Freitag, 25.09.2020, 20.00 Uhr, Lutherkirche

     

    Luthersalon:

    Utopien vom Rand der Geselschaft

    Der Wormser Schriftsteller und Astrologe Peter Bender

    Mit Volker Gallé

    Der Wormser Schriftsteller Peter Bender wurde im Lutherjahr 1921 wegen Gotteslästerung angeklagt. Er hatte zwei Jahre zuvor unter dem Namen "Wormser Menschengemeinde" eine Religionsgemeinschaft gegründet, die sich in Anknüpfung an die Freiwirtschaftslehre von Silvio Gesell, dem "Volksbeauftragten für Finanzen" in der Münchner Räterepublik, dafür einsetzte, die Familienarbeit von Frauen durch die Gesellschaft zu finanzieren, um eine freie Liebe zwischen Paaren zu ermöglichen. Er verknüpfte eine romantische Deutung der Dreiecksbeziehung von Siegfried, Kriemhild und Brunhild im Nibelungenlied als Wormser Lokalmythos mit der Idee eines pazifistischen Rheinstaates.
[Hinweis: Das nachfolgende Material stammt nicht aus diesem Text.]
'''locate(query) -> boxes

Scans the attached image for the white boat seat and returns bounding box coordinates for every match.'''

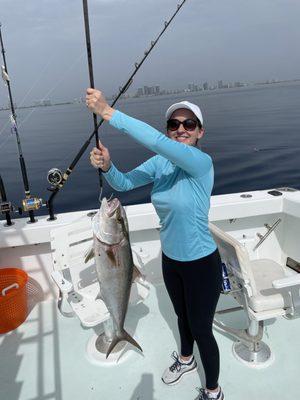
[209,223,300,321]
[249,258,288,312]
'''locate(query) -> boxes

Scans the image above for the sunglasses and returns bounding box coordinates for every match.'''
[167,118,198,131]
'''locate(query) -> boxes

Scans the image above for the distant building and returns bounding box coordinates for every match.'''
[136,88,144,96]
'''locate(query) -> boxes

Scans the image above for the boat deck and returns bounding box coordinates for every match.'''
[0,284,300,400]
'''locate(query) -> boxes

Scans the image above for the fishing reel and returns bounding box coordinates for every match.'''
[22,197,44,212]
[0,201,14,214]
[47,168,63,187]
[0,201,22,215]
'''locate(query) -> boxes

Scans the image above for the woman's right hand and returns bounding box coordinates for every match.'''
[90,140,111,172]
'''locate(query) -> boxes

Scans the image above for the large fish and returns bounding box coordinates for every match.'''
[85,197,142,358]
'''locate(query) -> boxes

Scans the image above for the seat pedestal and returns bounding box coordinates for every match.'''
[232,341,274,368]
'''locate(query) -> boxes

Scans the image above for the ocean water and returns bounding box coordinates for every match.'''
[0,82,300,214]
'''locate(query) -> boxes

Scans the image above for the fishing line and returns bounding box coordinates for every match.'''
[47,0,186,221]
[0,24,41,223]
[0,52,84,143]
[82,0,103,202]
[0,57,54,138]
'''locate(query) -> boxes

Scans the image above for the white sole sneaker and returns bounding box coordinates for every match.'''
[161,364,198,386]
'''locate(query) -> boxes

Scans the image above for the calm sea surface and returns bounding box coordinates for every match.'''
[0,82,300,217]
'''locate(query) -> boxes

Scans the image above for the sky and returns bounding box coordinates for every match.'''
[0,0,300,106]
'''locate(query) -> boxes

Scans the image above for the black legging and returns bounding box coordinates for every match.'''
[162,250,222,389]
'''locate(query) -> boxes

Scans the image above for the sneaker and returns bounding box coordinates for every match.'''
[197,387,224,400]
[161,351,197,385]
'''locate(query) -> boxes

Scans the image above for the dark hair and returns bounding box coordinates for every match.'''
[196,117,203,129]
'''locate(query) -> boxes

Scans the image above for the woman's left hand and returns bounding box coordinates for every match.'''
[86,88,114,121]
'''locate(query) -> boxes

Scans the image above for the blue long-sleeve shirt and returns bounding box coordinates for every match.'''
[104,111,217,261]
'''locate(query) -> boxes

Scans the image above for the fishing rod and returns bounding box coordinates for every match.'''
[47,0,186,221]
[0,23,42,223]
[82,0,103,199]
[0,175,13,226]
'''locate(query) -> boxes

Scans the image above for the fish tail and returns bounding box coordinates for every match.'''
[106,330,143,358]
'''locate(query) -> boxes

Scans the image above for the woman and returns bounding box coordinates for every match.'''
[86,89,224,400]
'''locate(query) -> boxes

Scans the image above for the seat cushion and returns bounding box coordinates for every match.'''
[249,259,288,312]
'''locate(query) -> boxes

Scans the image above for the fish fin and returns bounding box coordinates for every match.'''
[84,246,95,264]
[106,329,143,358]
[95,292,103,300]
[106,248,118,266]
[132,264,145,283]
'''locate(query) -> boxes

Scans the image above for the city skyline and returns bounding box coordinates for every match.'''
[0,0,300,108]
[0,74,300,110]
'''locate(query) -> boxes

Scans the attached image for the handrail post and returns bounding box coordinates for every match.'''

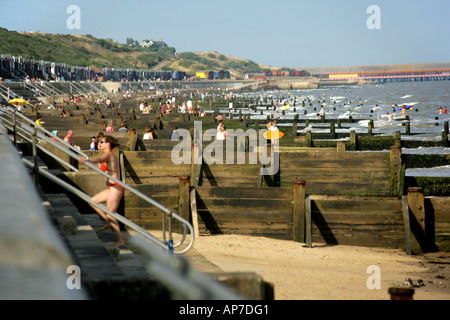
[13,110,17,147]
[292,180,306,242]
[178,176,191,233]
[31,128,39,187]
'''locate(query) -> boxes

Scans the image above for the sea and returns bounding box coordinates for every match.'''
[230,81,450,177]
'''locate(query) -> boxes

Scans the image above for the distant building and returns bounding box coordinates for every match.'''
[141,39,167,48]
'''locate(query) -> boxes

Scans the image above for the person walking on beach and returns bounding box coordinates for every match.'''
[79,135,125,247]
[381,112,392,126]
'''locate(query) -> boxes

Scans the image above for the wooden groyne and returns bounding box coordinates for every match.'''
[8,87,450,252]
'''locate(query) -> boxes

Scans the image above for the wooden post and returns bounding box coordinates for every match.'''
[178,176,191,233]
[350,130,357,150]
[293,180,306,242]
[408,188,426,253]
[389,146,402,197]
[305,195,312,248]
[330,122,336,136]
[336,140,345,152]
[128,131,137,151]
[402,196,412,255]
[442,121,448,147]
[190,188,199,238]
[306,130,312,147]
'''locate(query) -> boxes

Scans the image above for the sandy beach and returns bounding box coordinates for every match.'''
[194,235,450,300]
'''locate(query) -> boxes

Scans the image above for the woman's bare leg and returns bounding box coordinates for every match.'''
[106,187,125,247]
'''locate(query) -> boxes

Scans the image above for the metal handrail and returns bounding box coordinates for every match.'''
[0,107,194,254]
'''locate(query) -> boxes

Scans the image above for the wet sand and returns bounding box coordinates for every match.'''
[191,235,450,300]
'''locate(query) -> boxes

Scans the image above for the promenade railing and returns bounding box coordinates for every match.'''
[0,106,194,254]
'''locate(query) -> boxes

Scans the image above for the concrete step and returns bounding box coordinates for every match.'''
[44,194,170,300]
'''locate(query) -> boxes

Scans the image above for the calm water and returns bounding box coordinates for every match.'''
[237,81,450,176]
[243,81,450,139]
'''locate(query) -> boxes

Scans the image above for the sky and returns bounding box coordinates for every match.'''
[0,0,450,68]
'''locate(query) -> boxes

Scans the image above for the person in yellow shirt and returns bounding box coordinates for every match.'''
[35,116,45,128]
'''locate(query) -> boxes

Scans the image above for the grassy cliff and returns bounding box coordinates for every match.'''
[0,28,269,75]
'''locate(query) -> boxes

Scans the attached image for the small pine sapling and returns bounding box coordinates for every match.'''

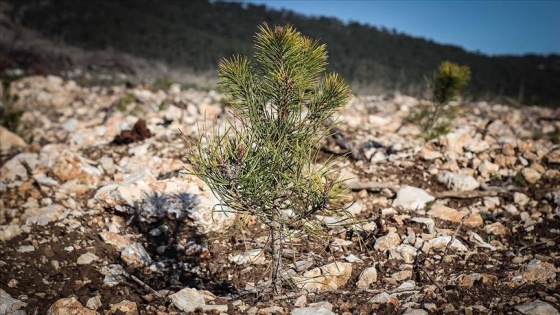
[409,61,470,140]
[189,24,350,295]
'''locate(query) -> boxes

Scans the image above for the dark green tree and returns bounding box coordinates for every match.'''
[190,24,350,294]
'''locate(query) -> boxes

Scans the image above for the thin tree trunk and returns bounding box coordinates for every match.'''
[270,222,282,296]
Mit Angriffen auf das nationalprotestantische Familienbild seiner Zeit verknüpft veröffentlichte er diese Gedanken zur 400. Wiederkehr des Wormser Reichstags von 1521 in einem Flugblatt. Das brachte ihm Anklage, Verurteilung und ein psychiatrisches Gutachten ein. Volker Gallé stellt diese Ereignisse im Zusammenhang der Biografie Benders vor.

    Aufgrund der gegebenen Umstände findet der Abend nicht wie gewohnt im Luthersaal, sondern in der Kirche statt. Es stehen 120 Sitzplätze zur Verfügung. Auf das beim Luthersalon sonst übliche Beisammensein bei Wein und Brezeln muss verzichtet werden.